А дамы как одеваются! Разве у нас носили такие лепешки на голове? Да у нас бы с такой лепешкой прямо постыдились бы на люди выйти. У нас модно одевались, шикарно. А здесь о моде понятия не имеют.
Скучно у них. Ужасно скучно. Метро да синема. Стали бы у нас в Таганроге так по метро мотаться? Несколько сот тысяч ежедневно по парижским метро проезжает. И вы станете меня уверять, что все они по делу ездят? Ну, это, знаете, как говорится, ври, да не завирайся. Триста тысяч человек в день, и все по делу! Где же эти их дела-то? В чем они себя показывают? В торговле? В торговле, извините меня, застой. В работах тоже, извините меня, застой. Так где же, спрашивается, дела, по которым триста тысяч человек день и ночь, вылупя глаза, по метро носятся? Удивляюсь, благоговею, но не верю.

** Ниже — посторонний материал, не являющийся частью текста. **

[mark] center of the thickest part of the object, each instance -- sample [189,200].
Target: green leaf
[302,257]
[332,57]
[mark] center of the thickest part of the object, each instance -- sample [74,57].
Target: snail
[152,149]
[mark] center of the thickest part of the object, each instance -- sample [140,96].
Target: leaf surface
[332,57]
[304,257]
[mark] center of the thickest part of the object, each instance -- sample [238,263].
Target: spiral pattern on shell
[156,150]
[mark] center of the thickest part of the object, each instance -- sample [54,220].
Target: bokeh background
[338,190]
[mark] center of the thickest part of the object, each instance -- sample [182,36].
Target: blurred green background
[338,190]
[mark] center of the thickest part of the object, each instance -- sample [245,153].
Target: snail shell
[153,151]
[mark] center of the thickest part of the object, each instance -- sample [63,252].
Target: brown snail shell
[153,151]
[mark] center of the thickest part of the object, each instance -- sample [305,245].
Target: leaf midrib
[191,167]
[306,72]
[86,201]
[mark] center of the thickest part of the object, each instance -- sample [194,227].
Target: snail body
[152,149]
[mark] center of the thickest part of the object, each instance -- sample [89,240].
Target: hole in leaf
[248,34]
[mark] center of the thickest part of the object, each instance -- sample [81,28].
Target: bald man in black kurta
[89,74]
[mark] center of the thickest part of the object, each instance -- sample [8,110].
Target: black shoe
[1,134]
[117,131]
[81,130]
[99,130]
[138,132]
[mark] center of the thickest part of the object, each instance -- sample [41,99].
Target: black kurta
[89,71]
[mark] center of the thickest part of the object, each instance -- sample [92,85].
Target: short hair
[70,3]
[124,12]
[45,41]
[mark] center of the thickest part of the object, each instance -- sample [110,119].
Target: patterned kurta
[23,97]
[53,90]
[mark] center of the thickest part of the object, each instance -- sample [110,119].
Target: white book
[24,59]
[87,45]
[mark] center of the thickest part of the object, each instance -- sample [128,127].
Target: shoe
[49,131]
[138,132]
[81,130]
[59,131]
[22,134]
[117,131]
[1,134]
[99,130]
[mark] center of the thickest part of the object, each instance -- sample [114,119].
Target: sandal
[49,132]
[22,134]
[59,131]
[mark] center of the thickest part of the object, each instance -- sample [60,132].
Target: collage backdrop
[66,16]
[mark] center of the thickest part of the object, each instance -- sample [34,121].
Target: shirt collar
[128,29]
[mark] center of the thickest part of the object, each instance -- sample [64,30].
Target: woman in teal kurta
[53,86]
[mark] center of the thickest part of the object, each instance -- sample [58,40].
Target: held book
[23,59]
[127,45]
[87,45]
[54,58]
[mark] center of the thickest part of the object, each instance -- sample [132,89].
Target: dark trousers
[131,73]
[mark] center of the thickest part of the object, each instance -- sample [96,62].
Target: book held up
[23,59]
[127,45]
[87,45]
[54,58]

На чужбине, конечно, тяжело и многого не понимаешь. Особливо человеку одинокому. Днем, конечно, работаешь, а по вечерам прямо дичаешь. Иногда подойдешь вечером к умывальнику, посмотришь на себя в зеркальце и сам себе скажешь:
"Вурюгин, Вурюгин! Ты ли это богатырь и красавец? Ты ли это торговый дом? И ты ли это шесть лошадей, и ты ли это две коровы? Одинокая твоя жизнь, и усох ты, как цветок без корня".
И вот должен я вам сказать, что решил я как-то влюбиться. Как говорится – решено и подписано. И жила у нас на лестнице в нашем отеле "Трезор" молоденькая барынька, очень милая и даже, между нами говоря, хорошенькая. Вдова. И мальчик у нее был пятилетний, славненький. Очень славненький был мальчик.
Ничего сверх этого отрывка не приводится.